The Star Alliance of airlines built around Deutsche Lufthansa AG and its U.S. partner, United Airlines, faces its major test so far as all of its 15 members look set to book full-year losses.

United’s senior vice president, Graham Atkinson, who is also responsible for the Star Alliance, agrees that the financial position of its members presents the alliance with a serious challenge.

But while the crisis in global aviation that has resulted from the events of Sept. 11 may have pushed all Star Alliance’s members into the red, it’s also served to demonstrate the alliance’s importance.

"It’s the alliance that is now helping its member airlines to weather the crisis," reasoned Uwe Weinreich, aviation analyst at HypoVereinsbank.

Star Alliance is the world’s leading grouping of its kind, ahead of the British Airways-led One World, with eight members, and the Air France-led Sky Team, with six.

For Lufthansa chief Jürgen Weber, an alliance with strong partners gives his group a head start in international competition. It offers access to a broader client base.

Additionally, international service is improved as passengers get to use the lounges and airport clubs of partner airlines.

There’s also a link-up of frequent-flyer programs. On top of all that, the Star Alliance network, with its coordinated schedules and timetables, makes it easier to fly passengers into any corner of the world.

This is a big advantage in winning business travelers, the most lucrative section of the market.

Lufthansa has estimated that being in the alliance boosts its revenue by DM 500 million ($ 231 million) annually.

Alongside Lufthansa and United, the Star Alliance partners are: Air Canada, Austrian Airlines, SAS, Lauda Air, Tyrolean Airways, Singapore Airlines, All Nippon Airways, Air New Zealand, Ansett Australia, Varig, Thai Airways, Mexican Airlines and British Midland.
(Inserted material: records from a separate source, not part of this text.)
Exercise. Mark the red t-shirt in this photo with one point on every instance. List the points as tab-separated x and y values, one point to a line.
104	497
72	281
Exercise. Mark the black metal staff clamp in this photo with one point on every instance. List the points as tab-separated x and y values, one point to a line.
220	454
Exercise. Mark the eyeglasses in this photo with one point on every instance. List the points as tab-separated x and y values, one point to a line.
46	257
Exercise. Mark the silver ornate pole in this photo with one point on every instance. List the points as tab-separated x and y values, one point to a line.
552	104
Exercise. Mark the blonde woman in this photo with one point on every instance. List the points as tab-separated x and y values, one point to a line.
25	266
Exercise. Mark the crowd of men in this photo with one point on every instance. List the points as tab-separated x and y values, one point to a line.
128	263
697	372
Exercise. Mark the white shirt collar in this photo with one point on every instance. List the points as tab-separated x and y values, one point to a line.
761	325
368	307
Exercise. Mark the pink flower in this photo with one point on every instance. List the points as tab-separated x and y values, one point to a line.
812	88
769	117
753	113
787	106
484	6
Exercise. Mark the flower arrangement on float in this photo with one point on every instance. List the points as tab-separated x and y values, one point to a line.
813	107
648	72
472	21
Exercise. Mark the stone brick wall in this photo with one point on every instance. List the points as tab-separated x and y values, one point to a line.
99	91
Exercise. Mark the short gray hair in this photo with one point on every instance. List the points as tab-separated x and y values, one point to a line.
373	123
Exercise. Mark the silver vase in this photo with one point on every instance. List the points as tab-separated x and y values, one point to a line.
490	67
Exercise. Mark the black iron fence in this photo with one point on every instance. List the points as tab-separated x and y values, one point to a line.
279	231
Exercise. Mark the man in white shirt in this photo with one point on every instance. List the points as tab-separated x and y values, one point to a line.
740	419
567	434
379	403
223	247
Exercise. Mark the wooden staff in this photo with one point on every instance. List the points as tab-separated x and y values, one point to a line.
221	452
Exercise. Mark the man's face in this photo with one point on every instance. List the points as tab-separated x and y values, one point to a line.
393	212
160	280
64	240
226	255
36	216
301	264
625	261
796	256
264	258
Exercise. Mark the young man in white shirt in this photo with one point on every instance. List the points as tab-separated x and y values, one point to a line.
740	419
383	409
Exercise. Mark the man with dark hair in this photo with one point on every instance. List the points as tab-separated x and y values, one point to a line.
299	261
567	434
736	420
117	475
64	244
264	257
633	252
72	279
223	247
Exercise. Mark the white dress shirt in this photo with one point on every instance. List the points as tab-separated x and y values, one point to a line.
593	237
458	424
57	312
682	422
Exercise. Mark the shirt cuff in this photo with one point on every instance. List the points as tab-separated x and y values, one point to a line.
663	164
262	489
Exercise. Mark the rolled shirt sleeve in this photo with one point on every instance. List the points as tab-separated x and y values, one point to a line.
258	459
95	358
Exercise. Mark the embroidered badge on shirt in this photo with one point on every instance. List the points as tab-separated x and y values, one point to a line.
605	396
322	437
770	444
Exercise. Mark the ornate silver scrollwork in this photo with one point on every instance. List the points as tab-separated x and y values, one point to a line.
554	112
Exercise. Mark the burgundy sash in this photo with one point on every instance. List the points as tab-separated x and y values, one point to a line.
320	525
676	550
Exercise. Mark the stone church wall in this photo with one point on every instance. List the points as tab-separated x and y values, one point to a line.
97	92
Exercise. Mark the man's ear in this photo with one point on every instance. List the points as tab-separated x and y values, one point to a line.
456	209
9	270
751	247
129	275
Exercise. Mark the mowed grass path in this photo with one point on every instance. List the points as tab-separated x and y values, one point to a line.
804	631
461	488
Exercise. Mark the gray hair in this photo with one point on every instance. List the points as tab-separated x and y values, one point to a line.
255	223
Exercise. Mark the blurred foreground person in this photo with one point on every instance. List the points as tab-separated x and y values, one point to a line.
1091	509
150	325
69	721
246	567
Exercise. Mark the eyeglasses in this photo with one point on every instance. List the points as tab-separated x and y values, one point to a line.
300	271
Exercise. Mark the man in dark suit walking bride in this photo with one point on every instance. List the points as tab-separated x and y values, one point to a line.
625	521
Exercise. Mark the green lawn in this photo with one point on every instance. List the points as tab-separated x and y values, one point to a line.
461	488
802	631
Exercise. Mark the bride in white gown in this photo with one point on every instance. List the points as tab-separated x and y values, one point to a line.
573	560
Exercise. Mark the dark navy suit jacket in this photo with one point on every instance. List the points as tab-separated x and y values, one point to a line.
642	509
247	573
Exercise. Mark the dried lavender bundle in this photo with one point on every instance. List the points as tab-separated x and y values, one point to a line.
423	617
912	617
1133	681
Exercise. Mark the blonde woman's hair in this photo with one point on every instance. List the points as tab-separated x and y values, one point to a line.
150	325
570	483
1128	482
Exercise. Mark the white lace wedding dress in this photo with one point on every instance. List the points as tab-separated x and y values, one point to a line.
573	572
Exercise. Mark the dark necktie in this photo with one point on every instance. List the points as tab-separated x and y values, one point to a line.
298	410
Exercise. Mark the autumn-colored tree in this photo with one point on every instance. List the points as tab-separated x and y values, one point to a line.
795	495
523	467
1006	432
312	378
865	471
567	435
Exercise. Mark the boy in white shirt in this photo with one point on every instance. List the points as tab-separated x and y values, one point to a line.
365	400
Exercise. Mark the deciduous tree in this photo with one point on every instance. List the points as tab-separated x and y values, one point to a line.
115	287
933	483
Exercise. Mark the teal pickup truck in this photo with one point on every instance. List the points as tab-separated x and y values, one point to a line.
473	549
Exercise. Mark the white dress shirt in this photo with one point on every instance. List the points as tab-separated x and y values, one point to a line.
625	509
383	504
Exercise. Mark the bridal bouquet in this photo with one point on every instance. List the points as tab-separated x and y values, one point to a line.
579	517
For all the advantages conferred by being a member of an alliance, though, some of the member-airlines are in serious difficulties.

Ansett Australia, for example, has just become the first Star Alliance member to file for bankruptcy.

The situation at Air Canada and at Brazil’s Varig is also seen to provide cause for concern.

But the most serious single problem faced by the alliance is the plight in which United Airlines finds itself.

The US giant has been losing millions of dollars daily. In the three months from July to September it booked a loss of $542 million, the largest quarterly loss it has ever seen.

The airline is now under the stewardship of John F.Creighton. His predecessor, James Goodwin, left after warning that the airline faced the threat of bankruptcy.

After Sept. 11, Creighton laid off one in four of the airline’s 100,000 workers and cut back on the timetable from 2,400 flights daily to 1,650.

But analysts believe that even these moves won’t be enough, and they are forecasting that Creighton will get workers to make a further contribution to the restructuring efforts.

At the same time, analysts don’t believe that United’s current crisis will prove existence-threatening. For one thing, its financial situation is strong.

As Senior Vice President Atkinson points out, it has $2.5 billion cash reserves and $4 billion in unmortgaged assets, including aircraft.

For Lufthansa chief Weber, this is a consoling thought. Lufthansa in 2000 generated no less than one seventh of its 15 billion euros sales revenue on transatlantic routes, so a bankruptcy of its U.S. partner would come as a real blow.